In four successive editorials, the Post has ramped up its criticism of Montgomery County labor unions. First, the Post attacked the Fire Fighters in February for seeking to give salary concessions in the form of deferred pay rather than COLA eliminations, calling them the “worst offender” among the unions. The Post failed to mention that the Fire Fighters’ deal had been negotiated with officials on the Leggett administration’s management team. Next, the Post editorialized on the county’s disability program twice, characterizing the desire of some to negotiate it through collective bargaining as a “ruse” and painting the issue as “a window into the sway that unions exert over county politicians and the lengths to which some council members will go to protect them.” Yet the Post’s own reporting shows that some of the most suspect cases have involved police managers (such as former Assistant Chief John King), not just the rank-and-file. Finally, in its endorsement of Ben Kramer for the District 4 County Council seat, the Post said this:
We supported Ms. Navarro in last year’s special election, impressed with her ability to avoid petty politics to produce results on the school board. Ms. Navarro has continued to be an effective board member, taking a leading role in persuading school unions to forfeit some of their pay increases. Yet Ms. Navarro has been less willing than Mr. Kramer to criticize labor, and it’s hard to imagine her standing up to the union leaders who hold excessive sway over the council. Mr. Kramer has been endorsed by the firefighters union, but that has to do with his support for public safety.

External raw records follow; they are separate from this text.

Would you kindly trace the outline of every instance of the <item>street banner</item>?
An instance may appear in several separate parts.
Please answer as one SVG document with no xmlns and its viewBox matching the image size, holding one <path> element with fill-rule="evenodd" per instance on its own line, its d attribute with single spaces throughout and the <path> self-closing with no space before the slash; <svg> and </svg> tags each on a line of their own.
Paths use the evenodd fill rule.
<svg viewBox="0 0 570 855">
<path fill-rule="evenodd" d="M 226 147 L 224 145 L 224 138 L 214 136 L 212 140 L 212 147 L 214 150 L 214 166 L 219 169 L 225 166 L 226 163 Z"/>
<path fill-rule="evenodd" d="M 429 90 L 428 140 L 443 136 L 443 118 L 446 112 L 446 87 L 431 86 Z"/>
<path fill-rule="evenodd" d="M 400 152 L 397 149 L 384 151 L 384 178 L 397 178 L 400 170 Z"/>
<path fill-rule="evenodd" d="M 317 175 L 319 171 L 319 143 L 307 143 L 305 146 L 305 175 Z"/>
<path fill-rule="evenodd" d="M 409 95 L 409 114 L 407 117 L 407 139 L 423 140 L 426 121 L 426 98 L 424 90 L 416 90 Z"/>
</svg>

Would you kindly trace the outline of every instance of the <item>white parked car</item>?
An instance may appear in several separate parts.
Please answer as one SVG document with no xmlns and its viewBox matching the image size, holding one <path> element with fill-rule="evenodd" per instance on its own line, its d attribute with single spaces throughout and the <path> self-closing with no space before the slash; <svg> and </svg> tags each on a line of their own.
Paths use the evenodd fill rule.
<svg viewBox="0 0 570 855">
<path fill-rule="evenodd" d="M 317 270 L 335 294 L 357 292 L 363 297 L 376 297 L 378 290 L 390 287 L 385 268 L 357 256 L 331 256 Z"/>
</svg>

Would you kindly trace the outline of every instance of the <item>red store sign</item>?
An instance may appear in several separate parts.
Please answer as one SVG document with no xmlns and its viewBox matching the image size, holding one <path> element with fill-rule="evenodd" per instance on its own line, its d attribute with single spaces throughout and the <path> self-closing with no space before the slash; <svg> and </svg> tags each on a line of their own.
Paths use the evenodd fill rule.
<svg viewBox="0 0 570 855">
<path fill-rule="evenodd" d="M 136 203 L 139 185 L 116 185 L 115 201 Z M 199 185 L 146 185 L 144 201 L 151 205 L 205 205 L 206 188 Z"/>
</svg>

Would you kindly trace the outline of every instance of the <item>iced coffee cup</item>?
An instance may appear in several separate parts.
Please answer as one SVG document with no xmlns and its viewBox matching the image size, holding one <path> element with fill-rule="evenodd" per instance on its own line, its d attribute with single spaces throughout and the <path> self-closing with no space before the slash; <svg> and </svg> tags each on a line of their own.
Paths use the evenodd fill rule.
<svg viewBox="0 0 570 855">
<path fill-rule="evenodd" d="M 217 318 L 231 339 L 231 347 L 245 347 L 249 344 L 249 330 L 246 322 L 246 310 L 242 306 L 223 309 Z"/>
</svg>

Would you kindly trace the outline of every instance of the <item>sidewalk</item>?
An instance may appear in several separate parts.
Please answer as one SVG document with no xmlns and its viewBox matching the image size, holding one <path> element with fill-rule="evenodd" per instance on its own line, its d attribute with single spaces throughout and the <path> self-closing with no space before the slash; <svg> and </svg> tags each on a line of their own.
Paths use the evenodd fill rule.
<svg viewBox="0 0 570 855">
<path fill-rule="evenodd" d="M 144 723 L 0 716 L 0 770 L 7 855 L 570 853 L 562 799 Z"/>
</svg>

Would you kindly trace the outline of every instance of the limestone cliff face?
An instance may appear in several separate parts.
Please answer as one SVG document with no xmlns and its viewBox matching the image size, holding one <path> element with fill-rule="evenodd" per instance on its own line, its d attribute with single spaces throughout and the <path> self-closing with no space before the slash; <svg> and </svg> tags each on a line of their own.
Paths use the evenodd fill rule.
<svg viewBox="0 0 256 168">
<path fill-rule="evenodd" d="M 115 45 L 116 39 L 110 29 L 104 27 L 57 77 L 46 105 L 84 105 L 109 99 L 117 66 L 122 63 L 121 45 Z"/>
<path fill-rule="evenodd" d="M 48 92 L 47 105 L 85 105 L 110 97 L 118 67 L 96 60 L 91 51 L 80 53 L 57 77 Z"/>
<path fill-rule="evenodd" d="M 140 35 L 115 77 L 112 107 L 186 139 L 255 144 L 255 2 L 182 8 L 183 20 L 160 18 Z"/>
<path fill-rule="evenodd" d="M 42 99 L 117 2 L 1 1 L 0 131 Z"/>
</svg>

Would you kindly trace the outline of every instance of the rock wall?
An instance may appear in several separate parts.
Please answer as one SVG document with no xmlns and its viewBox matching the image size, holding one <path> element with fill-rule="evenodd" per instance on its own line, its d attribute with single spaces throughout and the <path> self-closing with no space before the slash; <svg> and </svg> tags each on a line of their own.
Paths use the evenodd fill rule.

What happened to the Fire Fighters being the “worst offender” of the unions?
The Post’s repeated references to “excessive sway” by the unions do not conform to recent history. First, every union save one has given up its cost-of-living increase in Fiscal Year 2010. The only one that has not – the career Fire Fighters – is now apparently forgiven by the Post because they support the Post’s preferred County Council candidate. Second, the decision by the county’s Labor Relations Administrator that the County Executive is not required to fund union contracts in his proposed budget is a heavy blow to labor that the Post ignores. Third, the county’s public employee unions will certainly be subject to furloughs and perhaps the loss of step increases, again a fact that the Post ignores. If the unions were as powerful as the Post believes, none of this would be happening.
But the Post cannot be regarded as an impartial commentator. It is above all a business, one that has had rocky relationships with its own workforce for many years. The Post’s history of union-busting goes back almost four decades and required an entire blog post to recount. The Washington Post Company currently has expired labor agreements with eight (!) different bargaining units covering more than 600 workers. Its 435 production workers have had no contract since 5/18/03 and have launched a publicity campaign against the company. (No wonder the Post sees collective bargaining as a “ruse.”) The Post’s non-union Gazette subsidiary pays its reporters starvation wages and avoids paying overtime. After we exposed the Gazette’s exploitative labor practices last fall, Gazette management went on a witch hunt for our sources. They never found them. Finally, despite the fact that the Post lost $439 million last year and has had to implement multiple workforce reductions, its top four continuing officers still collected a combined $7,053,662 in compensation – up from $4,678,956 in 2007. That’s right, the Post relentlessly bashes Montgomery County unions over their now-departed raises while giving its executive team a 50.8% RAISE IN ONE YEAR.
Simply put, the Post editorial page cannot be trusted as a source of opinion on any county labor issues. For a long time, management policy inside the Washington Post Company has been to harass its existing unions into oblivion and prevent any more from forming. Now the Post seems intent on spreading that philosophy out into Montgomery County as a whole.
Disclosure: The author is the Assistant to the General President of the United Brotherhood of Carpenters and has been employed in the labor movement since 1994.